City Atty. Robert M. Myers, who wrote the rent control law, said the book is an “interesting but not completely accurate” account of recent political events. Councilman Dennis Zane, described by Kann as the driving force behind the
tenant movement, said he plans to read the book soon. But based on what he has heard, Zane said Kann incorrectly implies that the rent control movement was led and supported by middle-class “quiche and Perrier” people.
“The book appears to reduce Santa Monicans for Renters’ Rights to the image of a few affluent and visible personalities when in fact we have never been led by such people,” Zane said. “These are working blue- and white- collar people who are neither affluent nor addicted to quiche and Perrier.”
Kann said he expects the book to generate some controversy, especially among tenant activists. But the 39-year-old San Pedro resident, who has written several newspaper and magazine articles on Santa Monica politics, said he considers it an accurate and useful account of a turbulent period in the city’s history.
The tenant movement, which came about as a result of frustration with the rampant development and skyrocketing housing costs of the 1970s, focused national attention on Santa Monica, once considered a sleepy beach town. The fact that residents united against growth is not unusual, Kann contends. More peculiar was that so many middle-class citizens united to form a political coalition with such radical ideals.
“Santa Monica residents, activists, politicians and bureaucrats all betrayed the distinctive signs of middle-class background and culture,” Kann wrote. “They were generally affluent, highly educated, articulate, cosmopolitan, self-confident and effective. They lived the American dream and yet they sought
to fulfill radical dreams.”
The most obvious manifestation of the “radical dream” is the city’s rent control law, widely considered one of the nation’s toughest. There have also been improvements in social services. Overall, however, Kann contends that Santa Monicans for Renters’ Rights has failed to meet its ultimate goals because of the lack of a strong economic policy and a failure to reach out to minorities.
The group, which had gained a council majority in 1981 with the support of the city’s sizable tenant population, saw Mayor Goldway defeated in 1983. And it lost the council majority in 1984, after Councilwoman Dolores Press failed to gather enough signatures to qualify for the ballot. Since then it has been striving to regroup and strengthen voter support for coming elections.
Kann said he is optimistic about the organization’s political future.
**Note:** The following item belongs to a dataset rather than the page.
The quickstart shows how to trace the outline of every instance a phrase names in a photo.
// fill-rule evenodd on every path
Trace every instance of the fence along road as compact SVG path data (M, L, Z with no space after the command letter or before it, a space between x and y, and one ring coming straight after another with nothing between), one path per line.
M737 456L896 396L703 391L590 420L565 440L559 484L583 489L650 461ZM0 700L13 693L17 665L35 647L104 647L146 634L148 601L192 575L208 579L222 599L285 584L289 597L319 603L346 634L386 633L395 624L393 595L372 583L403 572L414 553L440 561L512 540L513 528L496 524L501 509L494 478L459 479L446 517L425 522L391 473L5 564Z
Santa Monicans for Renters’ Rights will try to regain a majority of the City Council seats in November, and Kann said he expects the organization to run a formidable campaign, especially if it strengthens its leadership.
“I don’t think they have lost their popularity at the polls,” Kann said. “What has changed is that they don’t have a central figure like Goldway to galvanize them. What left with Ruth (Goldway) were their priorities.”